The pretty blonde assistant grinned up at Jon doe eyed as she took his order and cash before he led Steph to one of the oddly matched tables and chairs complete with a plastic coated tablecloth.
Passing her a paper napkin and mismatched cutlery, he asked, “And where else can you find breakfast for two in London for less than twenty quid?”
“I really did walk straight into our little wager last night, didn’t I?” she asked him seriously.
“Well, I think your arrogance may have got the better of you when you accepted my challenge.” He laughed for the umpteenth time since they’d made their wager.
“Perhaps if you had told me that you used to bowl in a league before staking breakfast on the best of three at ten pin bowling,” she said as breakfast appeared in the hands of the assistant from behind the counter followed by two mugs of tea.
“What is that?” asked Steph.
“Tea,” replied Jon sarcastically.
“I meant the vessel it’s in.
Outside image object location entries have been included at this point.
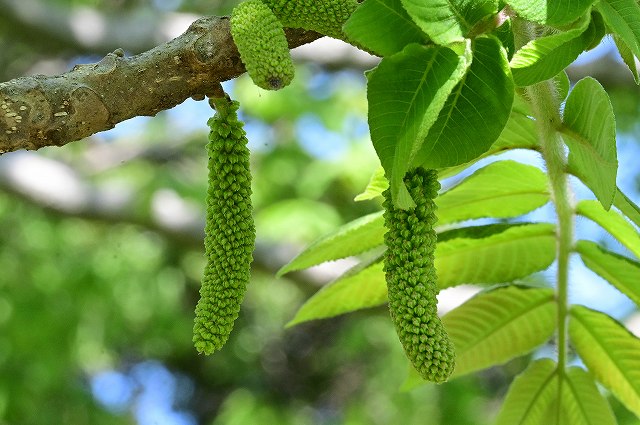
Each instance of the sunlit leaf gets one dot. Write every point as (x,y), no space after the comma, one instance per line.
(623,18)
(512,253)
(627,57)
(551,12)
(532,395)
(406,92)
(589,130)
(394,27)
(498,325)
(449,21)
(362,287)
(543,58)
(621,272)
(353,238)
(612,222)
(501,189)
(582,403)
(610,352)
(627,207)
(519,250)
(377,184)
(475,113)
It’s like a ceramic bucket,” she cried.
“You are a snob, Miss Pryor,” accused a smiling Jon. “Drink your tea and eat your breakfast. Then we’ll do something more middle class, like discussing our merger.” He grinned.
“Fine, but I am not a snob,” she protested.
“If you say so, but you’d be lying.” He was already tucking into the huge breakfast before him.
She frowned at him, but as she began eating her own food she had to admit that it was very good, if a little crudely assembled. Maybe she was a snob.
They had been drivingfor about half an hour when they turned off the motorway and headed into a more rural location.
“Where are we going?” she asked impatiently.
“Arrogant, snobbish and now impatient, this weekend is turning into a real eye opener.” He smiled across at her.
“I am not arrogant and I am not a snob!”
“Are you sure you don’t want to make it the best of five, Jon? Everyone wants me on their team on work outings,” he said mimicking her comments from the previous evening.
“If you’d told me how good you were.”
“Or if you’d asked me if I was any good I may have revealed my bowling past.” He laughed at her again. “And your idea of breakfast this morning if you’d won was fresh coffee and croissants at a very overpriced French deli bar in a very overpriced area of London, so you are indeed arrogant and a snob.”
“You are so annoying,” Steph muttered, unable to deny what he was saying.
“I know, but only because I am right.” He turned through the gates of a large stately home, complete with extensive gardens and a boating lake.